On his later view, only classical logic, specifically first order classical logic, qualifies to be called logic. Quine doesn't believe in 'meanings' but he comes extremely close to saying that classical logic is guaranteed by what logical terms mean, and anyone who uses a different logic is changing the meaning. For myself, I find his earlier position more consistent. Claiming that some sentences, even logical truths, must be true because of their meanings is what Quine criticised in his earlier work, including Truth by Convention (1936), Two Dogmas of Empiricism (1951), Carnap and Logical Truth (1954) and Word and Object (1960).
Moving beyond Quine, holism is not incompatible with logical pluralism. It is common to hold that theories are underdetermined by data. So we may have several rival theories that are consistent with known data, are self-consistent, but are not compatible with each other. A logical pluralist might say the same for logic.
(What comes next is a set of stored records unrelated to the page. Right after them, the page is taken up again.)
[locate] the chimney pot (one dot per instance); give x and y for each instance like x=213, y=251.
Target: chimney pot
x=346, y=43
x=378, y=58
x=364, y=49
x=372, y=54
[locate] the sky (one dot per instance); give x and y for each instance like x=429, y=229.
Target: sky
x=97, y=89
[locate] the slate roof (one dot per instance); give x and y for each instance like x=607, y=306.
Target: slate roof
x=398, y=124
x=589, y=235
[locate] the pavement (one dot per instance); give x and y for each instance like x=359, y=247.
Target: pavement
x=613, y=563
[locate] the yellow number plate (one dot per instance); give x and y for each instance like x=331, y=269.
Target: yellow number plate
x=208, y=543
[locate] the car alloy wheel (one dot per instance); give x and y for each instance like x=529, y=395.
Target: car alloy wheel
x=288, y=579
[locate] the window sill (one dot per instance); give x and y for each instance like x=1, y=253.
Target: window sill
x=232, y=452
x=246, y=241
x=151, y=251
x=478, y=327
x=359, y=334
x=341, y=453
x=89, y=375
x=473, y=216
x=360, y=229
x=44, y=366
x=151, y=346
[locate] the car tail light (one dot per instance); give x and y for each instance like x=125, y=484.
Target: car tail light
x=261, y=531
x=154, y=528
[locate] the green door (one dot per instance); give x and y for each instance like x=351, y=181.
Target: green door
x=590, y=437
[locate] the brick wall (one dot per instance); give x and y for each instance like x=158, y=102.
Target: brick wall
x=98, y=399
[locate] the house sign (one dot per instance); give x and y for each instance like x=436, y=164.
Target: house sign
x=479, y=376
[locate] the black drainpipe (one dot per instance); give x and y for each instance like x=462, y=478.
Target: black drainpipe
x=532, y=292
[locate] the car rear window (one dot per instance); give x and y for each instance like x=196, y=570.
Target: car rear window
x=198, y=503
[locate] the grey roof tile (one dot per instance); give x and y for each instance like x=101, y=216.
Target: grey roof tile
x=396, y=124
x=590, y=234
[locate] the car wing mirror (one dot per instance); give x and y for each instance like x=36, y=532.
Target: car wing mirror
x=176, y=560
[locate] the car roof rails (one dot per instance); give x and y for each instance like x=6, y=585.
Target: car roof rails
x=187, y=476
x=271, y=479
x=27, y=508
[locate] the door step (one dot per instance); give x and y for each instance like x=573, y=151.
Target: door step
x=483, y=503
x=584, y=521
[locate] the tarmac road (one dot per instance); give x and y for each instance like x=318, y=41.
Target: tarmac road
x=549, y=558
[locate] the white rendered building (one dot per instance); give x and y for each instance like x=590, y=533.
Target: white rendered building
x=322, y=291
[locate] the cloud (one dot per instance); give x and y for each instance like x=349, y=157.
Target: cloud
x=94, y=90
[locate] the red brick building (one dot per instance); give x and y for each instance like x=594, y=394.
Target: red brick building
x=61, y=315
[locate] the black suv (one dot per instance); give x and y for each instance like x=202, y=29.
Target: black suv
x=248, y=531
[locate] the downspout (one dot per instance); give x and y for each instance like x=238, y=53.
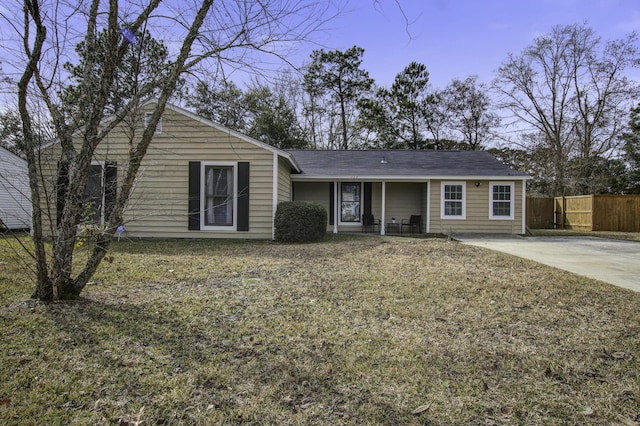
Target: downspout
x=274, y=202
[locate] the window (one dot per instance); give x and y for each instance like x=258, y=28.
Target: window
x=501, y=200
x=350, y=202
x=93, y=196
x=218, y=199
x=453, y=200
x=147, y=117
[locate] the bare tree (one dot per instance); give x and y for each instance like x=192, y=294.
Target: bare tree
x=49, y=32
x=470, y=108
x=570, y=86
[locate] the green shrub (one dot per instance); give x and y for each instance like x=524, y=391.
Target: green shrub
x=300, y=222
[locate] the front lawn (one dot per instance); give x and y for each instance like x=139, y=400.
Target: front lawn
x=354, y=330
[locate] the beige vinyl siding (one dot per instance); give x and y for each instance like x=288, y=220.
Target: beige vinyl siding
x=477, y=211
x=284, y=181
x=158, y=205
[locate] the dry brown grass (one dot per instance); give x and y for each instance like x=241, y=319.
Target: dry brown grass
x=367, y=330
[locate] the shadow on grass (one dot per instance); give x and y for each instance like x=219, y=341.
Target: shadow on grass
x=185, y=365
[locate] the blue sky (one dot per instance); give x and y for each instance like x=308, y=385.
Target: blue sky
x=458, y=38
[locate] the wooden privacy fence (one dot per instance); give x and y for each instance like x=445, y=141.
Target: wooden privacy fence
x=586, y=212
x=540, y=213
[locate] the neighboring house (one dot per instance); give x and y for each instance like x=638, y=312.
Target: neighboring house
x=15, y=199
x=201, y=180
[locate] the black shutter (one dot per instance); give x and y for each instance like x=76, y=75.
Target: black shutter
x=194, y=195
x=332, y=204
x=243, y=196
x=367, y=197
x=110, y=187
x=62, y=186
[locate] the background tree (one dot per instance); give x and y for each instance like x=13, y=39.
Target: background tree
x=11, y=132
x=143, y=69
x=222, y=102
x=632, y=152
x=207, y=31
x=470, y=108
x=398, y=115
x=339, y=74
x=273, y=121
x=570, y=87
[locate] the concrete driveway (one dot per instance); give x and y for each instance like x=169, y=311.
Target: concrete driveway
x=612, y=261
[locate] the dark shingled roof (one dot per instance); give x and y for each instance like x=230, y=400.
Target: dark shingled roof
x=400, y=164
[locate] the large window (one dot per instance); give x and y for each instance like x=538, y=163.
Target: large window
x=350, y=202
x=501, y=201
x=218, y=199
x=453, y=200
x=94, y=196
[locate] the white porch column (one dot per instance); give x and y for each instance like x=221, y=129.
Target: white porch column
x=336, y=207
x=384, y=208
x=428, y=215
x=524, y=206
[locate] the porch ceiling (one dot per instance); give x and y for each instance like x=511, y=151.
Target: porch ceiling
x=399, y=165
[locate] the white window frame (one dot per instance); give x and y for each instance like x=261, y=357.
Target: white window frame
x=512, y=203
x=203, y=198
x=443, y=200
x=147, y=117
x=359, y=221
x=102, y=165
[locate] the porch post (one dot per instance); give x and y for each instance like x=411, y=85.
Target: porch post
x=384, y=208
x=336, y=207
x=428, y=212
x=524, y=206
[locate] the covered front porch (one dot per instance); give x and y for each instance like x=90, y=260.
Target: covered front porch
x=349, y=204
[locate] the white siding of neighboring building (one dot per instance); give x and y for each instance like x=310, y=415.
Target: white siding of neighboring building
x=15, y=199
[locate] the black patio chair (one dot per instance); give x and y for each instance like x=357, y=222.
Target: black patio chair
x=368, y=221
x=414, y=224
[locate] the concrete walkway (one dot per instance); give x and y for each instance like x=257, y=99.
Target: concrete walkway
x=612, y=261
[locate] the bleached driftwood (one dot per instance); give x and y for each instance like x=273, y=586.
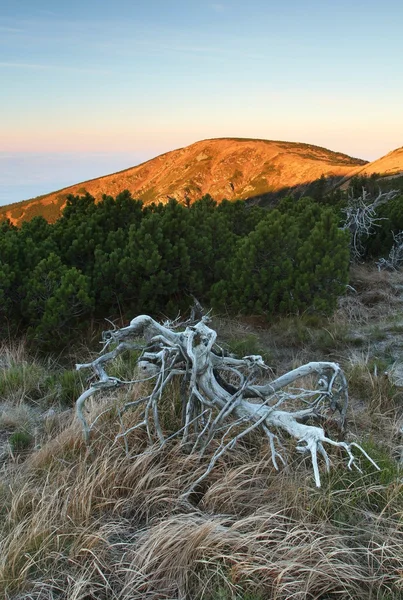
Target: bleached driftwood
x=360, y=218
x=224, y=396
x=395, y=258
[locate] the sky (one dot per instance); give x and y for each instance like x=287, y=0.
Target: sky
x=89, y=87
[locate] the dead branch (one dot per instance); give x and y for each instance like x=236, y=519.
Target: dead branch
x=361, y=219
x=225, y=397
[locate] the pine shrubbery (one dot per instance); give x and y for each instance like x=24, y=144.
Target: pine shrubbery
x=118, y=258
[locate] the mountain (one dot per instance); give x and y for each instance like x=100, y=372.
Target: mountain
x=229, y=168
x=390, y=165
Maybe logics are underdetermined by the totality of our experience of the world, and so there are several logics, with no definite criteria by which to say that one is uniquely correct.
A weaker form of pluralism relativises logic to a domain of application, or a case. We may want a logic of truth, a logic of obligation, a logic of necessity, a logic of assertability, a logic of proof, etc., and these turn out to be different logics. On this weaker view, there are lots of territories and each territory needs a different map. On the stronger version of pluralism, there are several maps of a single territory with no way to choose between them.
As to contradictions, most logics consider all contradictions to be false, but dialetheism allows that some are true. Dialetheism is consistent with holism. On the weaker version, there may be domains or cases where we wish to deploy a paraconsistent logic. For example, when studying inconsistent structures in mathematics. And there may be other domains where an explosive logic is appropriate.
On the stronger version of pluralism, things are slightly more difficult, but we may still allow that there are different logics that are capable of accounting for our experience, and some of these are paraconsistent and some not. We do not need to rely on contradictions to revise our assessment of a logic, because we can use the same pragmatic criteria that we use to assess theories.
It is also worth noting that holism does not have to be entirely 'wholly'. Quine himself, in a retrospective, wrote this:
Looking back on it, one thing I regret is my needlessly strong
statement of holism.
The unit of empirical significance is the whole of science [...]. Any
statement can be held true come what may, if we make drastic enough
adjustments [...]. Conversely, [...] no statement is immune to
This is true enough in a legalistic sort of way, but it diverts
attention from what is more to the point: the varying degrees of
proximity to observation, the example of the brick houses in Elm
Street. In later writings I have invoked not the whole of science but
chunks of it, clusters of sentences just inclusive enough to have
critical semantic mass. By this I mean a cluster sufficient to imply
an observable effect of an observable experimental condition.
W. V. Quine. "Two Dogmas in Retrospect". Canadian Journal of Philosophy, Vol. 21, No. 3 (1991), p. 268.